Na sentença, o juiz Getúlio Marcos Pereira Neves relata que, “quanto à autoria, de fato a instrução foi tumultuada. Providências corriqueiras não foram adotadas, visando à melhor elucidação dos fatos, e três versões chegaram a ser apresentadas quanto à autoria do homicídio: a primeira, que a atribuía a um autor desconhecido, foi logo descartada; na Comarca prevaleceu a versão, apresentada pela companheira da vítima fatal, de que o acusado nestes autos seria o autor (Valdeci), enquanto que este apresentou, neste Juízo, a versão de que aquela (Claudete Luzia da Silva) seria a autora. Nestas circunstâncias, o Conselho de Justiça Militar não formou convicção no sentido de o acusado ser o autor do homicídio.”
O magistrado, entretanto, afirma que “não há qualquer dúvida, para a unanimidade do Conselho de Justiça Militar, quanto ao fato de que o extravio do armamento acautelado ao acusado foi determinante no resultado fatal.

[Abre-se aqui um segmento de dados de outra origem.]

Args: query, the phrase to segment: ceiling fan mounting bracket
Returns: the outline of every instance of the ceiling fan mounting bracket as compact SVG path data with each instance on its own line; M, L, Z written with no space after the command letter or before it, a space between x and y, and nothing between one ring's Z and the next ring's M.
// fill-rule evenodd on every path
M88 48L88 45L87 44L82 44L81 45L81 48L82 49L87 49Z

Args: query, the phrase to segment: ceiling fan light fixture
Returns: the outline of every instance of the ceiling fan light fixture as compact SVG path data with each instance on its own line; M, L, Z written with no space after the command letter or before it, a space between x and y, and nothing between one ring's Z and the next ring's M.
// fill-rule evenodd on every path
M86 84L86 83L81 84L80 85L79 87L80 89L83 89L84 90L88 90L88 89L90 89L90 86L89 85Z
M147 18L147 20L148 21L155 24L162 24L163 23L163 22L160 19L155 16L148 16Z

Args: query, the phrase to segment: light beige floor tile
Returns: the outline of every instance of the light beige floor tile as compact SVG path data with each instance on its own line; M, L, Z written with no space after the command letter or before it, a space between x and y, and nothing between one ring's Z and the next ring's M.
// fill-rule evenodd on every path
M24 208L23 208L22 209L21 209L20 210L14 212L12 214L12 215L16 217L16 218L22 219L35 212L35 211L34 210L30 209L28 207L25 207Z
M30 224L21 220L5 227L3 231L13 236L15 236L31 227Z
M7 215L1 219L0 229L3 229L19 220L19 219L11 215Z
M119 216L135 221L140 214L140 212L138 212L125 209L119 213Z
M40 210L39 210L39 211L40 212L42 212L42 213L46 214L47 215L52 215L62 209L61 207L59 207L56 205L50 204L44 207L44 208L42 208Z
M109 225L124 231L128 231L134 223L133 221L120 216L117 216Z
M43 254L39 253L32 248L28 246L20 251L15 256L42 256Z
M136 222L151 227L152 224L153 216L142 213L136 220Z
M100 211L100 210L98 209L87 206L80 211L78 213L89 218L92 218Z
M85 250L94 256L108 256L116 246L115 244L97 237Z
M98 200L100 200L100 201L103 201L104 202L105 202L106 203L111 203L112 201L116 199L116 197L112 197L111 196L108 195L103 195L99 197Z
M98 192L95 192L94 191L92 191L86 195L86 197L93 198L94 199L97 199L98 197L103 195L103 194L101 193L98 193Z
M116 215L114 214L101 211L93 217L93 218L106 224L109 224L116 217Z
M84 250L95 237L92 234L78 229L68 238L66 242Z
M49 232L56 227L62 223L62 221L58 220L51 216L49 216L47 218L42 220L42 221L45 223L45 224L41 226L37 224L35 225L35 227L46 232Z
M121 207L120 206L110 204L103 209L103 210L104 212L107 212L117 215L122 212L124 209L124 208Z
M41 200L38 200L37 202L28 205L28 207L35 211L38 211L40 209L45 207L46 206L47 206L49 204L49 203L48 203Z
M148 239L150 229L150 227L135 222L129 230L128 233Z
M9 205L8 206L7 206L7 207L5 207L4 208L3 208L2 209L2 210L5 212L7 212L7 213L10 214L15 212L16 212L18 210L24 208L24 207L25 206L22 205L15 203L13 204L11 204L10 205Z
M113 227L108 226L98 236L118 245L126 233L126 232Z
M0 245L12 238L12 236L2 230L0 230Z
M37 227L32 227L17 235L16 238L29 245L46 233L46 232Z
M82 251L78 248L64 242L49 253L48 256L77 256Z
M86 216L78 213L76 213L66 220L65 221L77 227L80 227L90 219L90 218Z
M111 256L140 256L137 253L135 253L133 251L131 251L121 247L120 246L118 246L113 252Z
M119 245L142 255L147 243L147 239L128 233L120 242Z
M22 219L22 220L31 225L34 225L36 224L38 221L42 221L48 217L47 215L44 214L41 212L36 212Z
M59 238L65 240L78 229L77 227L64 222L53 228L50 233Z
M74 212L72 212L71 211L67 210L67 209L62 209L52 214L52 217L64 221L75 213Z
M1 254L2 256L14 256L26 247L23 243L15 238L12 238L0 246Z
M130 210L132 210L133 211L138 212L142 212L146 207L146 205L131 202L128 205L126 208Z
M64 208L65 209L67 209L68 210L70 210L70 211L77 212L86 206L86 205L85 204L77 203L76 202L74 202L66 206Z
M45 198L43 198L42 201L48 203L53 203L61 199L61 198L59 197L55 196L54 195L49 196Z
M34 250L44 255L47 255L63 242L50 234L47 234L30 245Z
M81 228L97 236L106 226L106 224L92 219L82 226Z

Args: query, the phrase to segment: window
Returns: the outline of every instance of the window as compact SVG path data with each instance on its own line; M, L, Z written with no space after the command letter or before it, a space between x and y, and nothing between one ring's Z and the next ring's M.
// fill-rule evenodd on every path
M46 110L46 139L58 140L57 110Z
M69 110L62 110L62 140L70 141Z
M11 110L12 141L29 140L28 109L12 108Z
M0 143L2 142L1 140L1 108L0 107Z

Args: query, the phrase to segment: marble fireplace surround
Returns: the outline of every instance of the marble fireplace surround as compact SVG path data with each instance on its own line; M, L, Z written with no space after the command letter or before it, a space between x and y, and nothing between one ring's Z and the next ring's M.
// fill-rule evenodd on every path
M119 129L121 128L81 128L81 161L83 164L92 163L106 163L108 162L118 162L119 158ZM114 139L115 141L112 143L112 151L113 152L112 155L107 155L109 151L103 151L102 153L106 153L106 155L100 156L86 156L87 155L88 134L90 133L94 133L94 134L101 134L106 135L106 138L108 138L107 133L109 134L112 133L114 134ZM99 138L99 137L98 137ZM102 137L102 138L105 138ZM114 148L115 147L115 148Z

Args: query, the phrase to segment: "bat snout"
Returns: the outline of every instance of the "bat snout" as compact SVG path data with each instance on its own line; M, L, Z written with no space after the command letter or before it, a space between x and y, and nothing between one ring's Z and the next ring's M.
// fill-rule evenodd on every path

Foi o próprio acusado quem revelou, no seu interrogatório, que bebeu durante todo o dia e colocou a arma numa bolsa, sobre um armário, tendo avisado à vítima fatal que o fazia.”
Ainda de acordo com a sentença, processualmente, está convicto o Conselho de Justiça Militar de não haver qualquer óbice à investigação do ponto: ao surgir a versão de extravio do armamento, apresentada pelo próprio acusado no interrogatório, a questão foi levantada pelo Ministério Público Militar, como sendo “um fato comprovado nos autos”, de que a defesa ficou bem ciente e a instrução na Auditoria da Justiça Militar incidiu, a partir daí, também sobre o ponto específico. O juiz Getúlio Marcos Pereira Neves salienta:
“Assim, a se dar crédito à versão do acusado, defendendo-se da acusação de homicídio, é de se considerar os dois crimes funcionais confessados por ele, o extravio do armamento que vítimou o Sd Sena e a prevaricação ao não realizar a detenção em flagrante da autora do homicídio acusado por ele mesmo. Motivo, aliás, de não ser caso de aditamento à denúncia, porque uma versão exclui a outra.”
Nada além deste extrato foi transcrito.